It was a hot day at the ballpark on August 2 when BUILD celebrated its 40th edition of the Peace League Softball All-Star Game. The tradition lived on at Little Cubs Field in Humboldt Park this year and served as the culmination of BUILD’s summer long softball league, known as the Donna Dudley Peace Project.

The Peace Project provides an opportunity for at-risk youth to use sports as a way to socialize, avoid negative influences and build self-esteem throughout the summer. Perhaps nobody knows the importance of BUILD’s Peace League and all-star event more than Heriberto “Coco” Calixto (pictured right). Coco is part of the BUILD family and has been involved with the Peace League All-Star event for 35 years.

“BUILD has been using softball as an avenue to reduce violence; reduce gang-banging,” said Coco. “It’s an activity that the youth that we work with have an interest in. So we use the interest and get them involved in big events like this.”

BUILD youth participants, parents, staff, alumni, community members and the Chicago Police Department spent the day enjoying softball, music, food, and art. Four separate softball games took place throughout the day: the grammar school all-star game, the high school all-star game and the BUILD alumni vs. staff all-star game. As a grand finale, the Peace League all-stars squared off in a game against the Chicago Police Department. This game is designed to help change the narrative between law enforcement and community members by allowing them to connect on a human level in a relaxed environment.

 

Charlie, a member of the CPD all-star team this year and last year, feels this game is an important tool in building relations between law enforcement and community. “Just get everyone from different backgrounds and just come out and have fun; get the fans interacted with us and everything like that,” Charlie said. “I think it’s really good for everyone to come out and do this.”

BUILD Creative Arts Assistant Adolfo Tolayo has been part of the Peace League All-Star event for eight years, and he too recognizes the importance of this game. “Every time, it’s really, really exciting because the gangs vs. cops – it’s really fun to see that because you always hear gangs fighting with the cops, or shootouts with them or something negative with the cops and the gangs,” Tolayo said. “And what you see here is like, cops and gang members are actually playing a peaceful game of softball – that’s just amazing.”

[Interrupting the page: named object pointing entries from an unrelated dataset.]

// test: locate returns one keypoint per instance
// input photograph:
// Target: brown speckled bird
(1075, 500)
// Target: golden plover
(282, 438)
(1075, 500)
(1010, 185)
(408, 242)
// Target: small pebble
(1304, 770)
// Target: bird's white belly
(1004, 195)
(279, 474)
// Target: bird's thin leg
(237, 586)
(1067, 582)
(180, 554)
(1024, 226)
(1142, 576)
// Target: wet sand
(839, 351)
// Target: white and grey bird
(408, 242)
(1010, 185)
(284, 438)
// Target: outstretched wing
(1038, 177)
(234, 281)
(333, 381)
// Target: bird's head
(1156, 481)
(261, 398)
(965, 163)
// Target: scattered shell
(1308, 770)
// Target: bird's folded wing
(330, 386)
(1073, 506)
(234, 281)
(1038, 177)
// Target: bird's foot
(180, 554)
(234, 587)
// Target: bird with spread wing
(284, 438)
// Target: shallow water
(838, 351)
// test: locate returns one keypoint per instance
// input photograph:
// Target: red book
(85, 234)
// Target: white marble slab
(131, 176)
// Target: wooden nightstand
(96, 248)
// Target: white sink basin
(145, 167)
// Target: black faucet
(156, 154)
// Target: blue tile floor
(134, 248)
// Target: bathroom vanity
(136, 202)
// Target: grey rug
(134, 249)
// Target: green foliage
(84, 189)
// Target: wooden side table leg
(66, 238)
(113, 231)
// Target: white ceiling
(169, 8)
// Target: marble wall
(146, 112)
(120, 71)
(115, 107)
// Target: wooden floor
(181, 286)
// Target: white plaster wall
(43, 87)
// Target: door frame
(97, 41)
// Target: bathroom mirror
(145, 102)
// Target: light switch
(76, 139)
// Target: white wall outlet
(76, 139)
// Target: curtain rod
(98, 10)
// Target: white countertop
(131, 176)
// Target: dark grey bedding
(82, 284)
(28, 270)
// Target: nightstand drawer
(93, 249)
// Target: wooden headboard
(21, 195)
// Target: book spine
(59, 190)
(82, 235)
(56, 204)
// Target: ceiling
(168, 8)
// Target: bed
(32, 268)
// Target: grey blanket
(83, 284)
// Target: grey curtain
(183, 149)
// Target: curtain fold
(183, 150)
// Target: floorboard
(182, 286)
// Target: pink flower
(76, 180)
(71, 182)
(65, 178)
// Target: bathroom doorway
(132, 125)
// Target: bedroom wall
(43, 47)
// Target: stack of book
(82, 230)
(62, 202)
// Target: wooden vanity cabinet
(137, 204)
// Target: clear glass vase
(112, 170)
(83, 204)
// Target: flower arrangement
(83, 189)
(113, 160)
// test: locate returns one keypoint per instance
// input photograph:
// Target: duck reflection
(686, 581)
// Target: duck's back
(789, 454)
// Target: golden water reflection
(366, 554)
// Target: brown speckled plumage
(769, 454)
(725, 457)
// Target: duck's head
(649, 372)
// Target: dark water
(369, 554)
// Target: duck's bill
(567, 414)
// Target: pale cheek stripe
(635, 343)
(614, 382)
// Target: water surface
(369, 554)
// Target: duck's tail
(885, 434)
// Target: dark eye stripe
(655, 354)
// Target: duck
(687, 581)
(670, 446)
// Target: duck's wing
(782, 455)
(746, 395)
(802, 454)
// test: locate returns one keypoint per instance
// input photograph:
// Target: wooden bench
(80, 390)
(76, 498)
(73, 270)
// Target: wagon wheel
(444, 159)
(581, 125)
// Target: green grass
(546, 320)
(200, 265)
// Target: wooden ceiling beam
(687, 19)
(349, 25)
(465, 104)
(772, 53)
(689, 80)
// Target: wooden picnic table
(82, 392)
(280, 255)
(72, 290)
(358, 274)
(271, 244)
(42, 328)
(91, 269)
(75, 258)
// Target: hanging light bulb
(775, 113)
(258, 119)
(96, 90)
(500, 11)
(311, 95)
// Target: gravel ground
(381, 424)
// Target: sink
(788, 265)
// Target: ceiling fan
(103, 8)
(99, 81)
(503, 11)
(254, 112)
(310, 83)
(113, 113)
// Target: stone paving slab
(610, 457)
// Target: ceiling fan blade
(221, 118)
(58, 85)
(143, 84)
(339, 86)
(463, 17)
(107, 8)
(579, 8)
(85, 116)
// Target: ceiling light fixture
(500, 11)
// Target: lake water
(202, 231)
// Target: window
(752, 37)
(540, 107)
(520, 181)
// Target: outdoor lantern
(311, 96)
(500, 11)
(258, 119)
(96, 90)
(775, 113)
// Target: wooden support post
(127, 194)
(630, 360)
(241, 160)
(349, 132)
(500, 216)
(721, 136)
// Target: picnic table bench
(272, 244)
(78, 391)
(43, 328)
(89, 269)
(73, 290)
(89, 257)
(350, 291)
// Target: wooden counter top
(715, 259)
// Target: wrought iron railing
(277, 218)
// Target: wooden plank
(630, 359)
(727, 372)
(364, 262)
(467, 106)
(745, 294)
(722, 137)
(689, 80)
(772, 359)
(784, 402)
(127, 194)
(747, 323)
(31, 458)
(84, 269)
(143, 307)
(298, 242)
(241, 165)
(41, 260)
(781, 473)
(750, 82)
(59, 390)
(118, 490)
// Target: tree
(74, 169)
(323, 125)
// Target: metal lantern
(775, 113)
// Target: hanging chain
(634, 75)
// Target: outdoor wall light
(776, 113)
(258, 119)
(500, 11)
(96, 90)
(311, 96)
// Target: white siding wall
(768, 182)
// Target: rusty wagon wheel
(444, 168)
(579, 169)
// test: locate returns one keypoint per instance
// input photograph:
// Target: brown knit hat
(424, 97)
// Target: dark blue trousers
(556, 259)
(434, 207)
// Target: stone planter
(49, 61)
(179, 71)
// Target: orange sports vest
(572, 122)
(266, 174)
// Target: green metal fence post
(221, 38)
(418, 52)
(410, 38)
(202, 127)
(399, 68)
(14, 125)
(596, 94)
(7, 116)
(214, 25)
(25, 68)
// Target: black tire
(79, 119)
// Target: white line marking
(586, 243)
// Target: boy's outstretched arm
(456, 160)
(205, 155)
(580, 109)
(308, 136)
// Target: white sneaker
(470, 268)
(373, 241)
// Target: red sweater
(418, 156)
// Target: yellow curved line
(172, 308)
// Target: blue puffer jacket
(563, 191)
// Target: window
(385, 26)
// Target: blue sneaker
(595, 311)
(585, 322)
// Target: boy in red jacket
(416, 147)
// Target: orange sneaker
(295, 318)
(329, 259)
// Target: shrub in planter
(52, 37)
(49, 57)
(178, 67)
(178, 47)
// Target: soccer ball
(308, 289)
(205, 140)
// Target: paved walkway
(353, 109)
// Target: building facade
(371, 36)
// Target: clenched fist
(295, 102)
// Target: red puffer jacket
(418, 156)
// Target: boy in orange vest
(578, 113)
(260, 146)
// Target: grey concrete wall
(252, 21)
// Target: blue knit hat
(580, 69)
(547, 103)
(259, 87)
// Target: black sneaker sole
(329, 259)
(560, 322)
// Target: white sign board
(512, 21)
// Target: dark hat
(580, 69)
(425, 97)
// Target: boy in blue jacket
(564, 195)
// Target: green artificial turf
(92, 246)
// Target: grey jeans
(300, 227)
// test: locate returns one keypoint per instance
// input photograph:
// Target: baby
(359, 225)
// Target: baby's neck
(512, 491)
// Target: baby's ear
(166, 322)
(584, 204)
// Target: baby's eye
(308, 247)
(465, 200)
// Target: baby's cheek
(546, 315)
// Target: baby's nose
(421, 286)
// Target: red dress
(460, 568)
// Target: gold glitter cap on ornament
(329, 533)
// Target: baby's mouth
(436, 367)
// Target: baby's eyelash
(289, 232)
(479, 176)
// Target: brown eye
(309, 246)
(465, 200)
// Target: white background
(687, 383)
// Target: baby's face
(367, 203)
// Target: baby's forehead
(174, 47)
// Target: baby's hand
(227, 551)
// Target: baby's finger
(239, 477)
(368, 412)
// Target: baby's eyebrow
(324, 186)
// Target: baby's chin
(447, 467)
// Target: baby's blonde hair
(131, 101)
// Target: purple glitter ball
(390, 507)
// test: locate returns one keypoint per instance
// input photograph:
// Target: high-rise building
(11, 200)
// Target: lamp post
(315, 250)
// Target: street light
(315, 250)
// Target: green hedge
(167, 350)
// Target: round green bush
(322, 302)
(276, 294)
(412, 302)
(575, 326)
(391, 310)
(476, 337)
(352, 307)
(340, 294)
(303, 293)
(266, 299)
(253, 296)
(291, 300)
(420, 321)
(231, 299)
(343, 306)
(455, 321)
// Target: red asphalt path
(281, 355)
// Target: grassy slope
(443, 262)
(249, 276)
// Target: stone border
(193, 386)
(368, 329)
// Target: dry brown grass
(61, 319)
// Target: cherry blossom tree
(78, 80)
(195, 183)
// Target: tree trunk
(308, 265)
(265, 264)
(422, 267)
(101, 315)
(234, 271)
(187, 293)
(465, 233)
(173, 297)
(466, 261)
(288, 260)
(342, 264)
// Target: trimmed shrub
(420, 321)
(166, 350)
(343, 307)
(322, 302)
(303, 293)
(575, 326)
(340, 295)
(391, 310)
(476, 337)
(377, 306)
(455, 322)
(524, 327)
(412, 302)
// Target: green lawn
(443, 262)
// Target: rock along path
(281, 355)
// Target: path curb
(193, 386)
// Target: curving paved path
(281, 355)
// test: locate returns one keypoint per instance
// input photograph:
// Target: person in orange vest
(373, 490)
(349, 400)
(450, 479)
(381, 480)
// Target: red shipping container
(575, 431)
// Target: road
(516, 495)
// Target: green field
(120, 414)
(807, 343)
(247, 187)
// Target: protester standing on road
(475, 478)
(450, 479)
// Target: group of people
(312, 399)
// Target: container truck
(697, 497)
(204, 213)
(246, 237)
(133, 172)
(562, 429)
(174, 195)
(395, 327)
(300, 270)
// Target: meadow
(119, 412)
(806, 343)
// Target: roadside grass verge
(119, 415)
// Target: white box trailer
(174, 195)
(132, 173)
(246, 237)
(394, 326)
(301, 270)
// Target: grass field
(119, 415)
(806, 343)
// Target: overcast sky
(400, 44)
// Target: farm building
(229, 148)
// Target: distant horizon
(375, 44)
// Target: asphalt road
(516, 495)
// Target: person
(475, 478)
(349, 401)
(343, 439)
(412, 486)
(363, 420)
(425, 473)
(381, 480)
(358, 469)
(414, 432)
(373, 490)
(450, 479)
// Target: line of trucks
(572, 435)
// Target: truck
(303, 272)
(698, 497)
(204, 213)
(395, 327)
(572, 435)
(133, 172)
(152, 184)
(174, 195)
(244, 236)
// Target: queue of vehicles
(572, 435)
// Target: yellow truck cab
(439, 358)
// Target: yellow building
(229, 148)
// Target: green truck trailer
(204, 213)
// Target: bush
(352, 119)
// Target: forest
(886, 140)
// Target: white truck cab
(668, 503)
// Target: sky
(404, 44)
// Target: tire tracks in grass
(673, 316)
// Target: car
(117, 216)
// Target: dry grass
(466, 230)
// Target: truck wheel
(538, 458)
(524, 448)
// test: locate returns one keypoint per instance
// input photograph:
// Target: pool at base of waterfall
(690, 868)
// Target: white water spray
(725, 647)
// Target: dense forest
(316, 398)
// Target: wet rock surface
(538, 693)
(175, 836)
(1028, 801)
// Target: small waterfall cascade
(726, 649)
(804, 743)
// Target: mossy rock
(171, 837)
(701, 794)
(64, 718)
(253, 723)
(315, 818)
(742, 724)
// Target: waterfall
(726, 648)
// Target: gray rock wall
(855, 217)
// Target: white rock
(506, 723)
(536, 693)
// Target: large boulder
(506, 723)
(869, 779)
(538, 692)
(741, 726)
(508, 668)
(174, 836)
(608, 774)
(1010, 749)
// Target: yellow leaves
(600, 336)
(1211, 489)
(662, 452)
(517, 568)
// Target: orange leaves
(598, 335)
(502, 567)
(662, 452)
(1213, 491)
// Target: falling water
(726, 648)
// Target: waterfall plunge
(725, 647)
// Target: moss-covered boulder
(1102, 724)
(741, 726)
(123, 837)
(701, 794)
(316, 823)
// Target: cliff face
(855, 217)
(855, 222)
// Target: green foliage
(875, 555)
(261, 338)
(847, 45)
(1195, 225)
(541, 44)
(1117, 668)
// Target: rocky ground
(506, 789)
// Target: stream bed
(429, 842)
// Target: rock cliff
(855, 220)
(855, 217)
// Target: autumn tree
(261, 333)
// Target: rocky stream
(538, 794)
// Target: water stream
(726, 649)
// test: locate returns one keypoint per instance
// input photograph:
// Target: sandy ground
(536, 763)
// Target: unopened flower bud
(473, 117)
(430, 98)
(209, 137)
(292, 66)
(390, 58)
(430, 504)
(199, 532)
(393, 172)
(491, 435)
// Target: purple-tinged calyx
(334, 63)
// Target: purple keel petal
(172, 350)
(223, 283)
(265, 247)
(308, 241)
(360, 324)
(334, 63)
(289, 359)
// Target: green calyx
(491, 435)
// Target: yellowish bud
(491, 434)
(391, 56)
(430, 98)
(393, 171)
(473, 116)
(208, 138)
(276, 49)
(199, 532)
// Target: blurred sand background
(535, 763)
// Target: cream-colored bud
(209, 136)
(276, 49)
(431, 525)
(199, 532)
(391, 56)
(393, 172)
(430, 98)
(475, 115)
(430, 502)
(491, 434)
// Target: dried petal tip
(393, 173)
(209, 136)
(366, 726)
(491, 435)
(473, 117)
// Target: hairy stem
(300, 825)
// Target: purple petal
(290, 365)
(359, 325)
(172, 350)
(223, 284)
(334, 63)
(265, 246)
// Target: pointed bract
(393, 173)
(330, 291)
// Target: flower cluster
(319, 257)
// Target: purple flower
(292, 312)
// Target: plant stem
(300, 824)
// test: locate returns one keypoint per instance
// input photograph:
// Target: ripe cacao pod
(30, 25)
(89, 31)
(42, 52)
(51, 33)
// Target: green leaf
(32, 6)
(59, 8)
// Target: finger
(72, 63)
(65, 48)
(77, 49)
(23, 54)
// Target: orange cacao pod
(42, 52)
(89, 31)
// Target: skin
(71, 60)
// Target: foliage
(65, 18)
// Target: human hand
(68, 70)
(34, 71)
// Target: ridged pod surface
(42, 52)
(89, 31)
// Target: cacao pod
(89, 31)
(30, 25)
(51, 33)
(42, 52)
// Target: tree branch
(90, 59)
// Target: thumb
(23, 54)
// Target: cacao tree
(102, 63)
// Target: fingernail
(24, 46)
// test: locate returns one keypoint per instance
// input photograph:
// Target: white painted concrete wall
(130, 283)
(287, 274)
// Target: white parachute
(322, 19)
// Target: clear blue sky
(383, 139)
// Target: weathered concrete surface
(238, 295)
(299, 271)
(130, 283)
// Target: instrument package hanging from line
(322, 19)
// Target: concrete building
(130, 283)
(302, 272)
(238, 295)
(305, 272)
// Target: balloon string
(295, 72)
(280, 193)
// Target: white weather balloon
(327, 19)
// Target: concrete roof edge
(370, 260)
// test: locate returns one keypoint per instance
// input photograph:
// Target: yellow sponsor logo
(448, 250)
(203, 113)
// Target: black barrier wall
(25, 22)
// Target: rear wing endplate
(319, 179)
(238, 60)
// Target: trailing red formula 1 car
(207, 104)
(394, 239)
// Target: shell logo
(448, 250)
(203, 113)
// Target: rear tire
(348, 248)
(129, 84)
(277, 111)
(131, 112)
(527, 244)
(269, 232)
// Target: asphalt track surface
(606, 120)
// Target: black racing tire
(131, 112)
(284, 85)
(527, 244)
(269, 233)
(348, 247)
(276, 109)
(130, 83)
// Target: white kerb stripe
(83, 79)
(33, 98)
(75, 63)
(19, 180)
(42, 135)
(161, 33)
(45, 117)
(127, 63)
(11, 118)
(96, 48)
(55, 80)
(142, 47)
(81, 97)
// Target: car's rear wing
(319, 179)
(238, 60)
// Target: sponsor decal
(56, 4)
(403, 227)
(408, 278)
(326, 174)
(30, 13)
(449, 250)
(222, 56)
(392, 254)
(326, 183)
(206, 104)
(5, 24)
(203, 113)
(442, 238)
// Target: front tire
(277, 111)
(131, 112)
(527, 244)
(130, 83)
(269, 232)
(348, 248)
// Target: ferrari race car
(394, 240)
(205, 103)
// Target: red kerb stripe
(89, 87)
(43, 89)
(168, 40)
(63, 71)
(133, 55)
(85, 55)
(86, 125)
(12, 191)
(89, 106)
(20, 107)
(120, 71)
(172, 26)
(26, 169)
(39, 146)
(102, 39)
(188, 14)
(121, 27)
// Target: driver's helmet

In addition to the softball games, the Peace League All-Star event provides an opportunity to recognize a special person with exemplary service to youth and community by presenting them with the Cali Award. The Cali Award is named after Chicago police officer Joseph Cali, who was killed on May 19, 1975 while issuing a parking ticket on the Near West Side. Cali was engaged in the community and played a tremendous role in changing the lives’ of young people. This year’s recipient of the Cali Award was Patricia Harris, the Owner and Operator of Mrs. Pudding’s Daycare.

Harris, who is known in her community as Mrs. Puddin’, helps keep her neighborhood clean by doing a weekly cleanup, is an active member of her church and assists the homeless in her community as well. She is also taking a lead role as an advisor for her block club. It was a fun and exciting day for the entire community at this year’s Peace League All-Start event, and here at BUILD, we are excited for the next 40 years of this proud tradition. Events like this allow us to provide a safe environment where people of all ages and backgrounds can come out and enjoy themselves without the threat of violence.

For BUILD Case Manager Lorenzo Logan, the positive energy produced at this event is something he feels people can carry with them beyond just this one day.“I see love, I see excitement, I see involvement, I see enthusiasm, I see life, I see light. And it’s a good feeling,” Logan said. “For you to take that energy right here and put it back into the community, back into families – and it becomes a reciprocal effect.”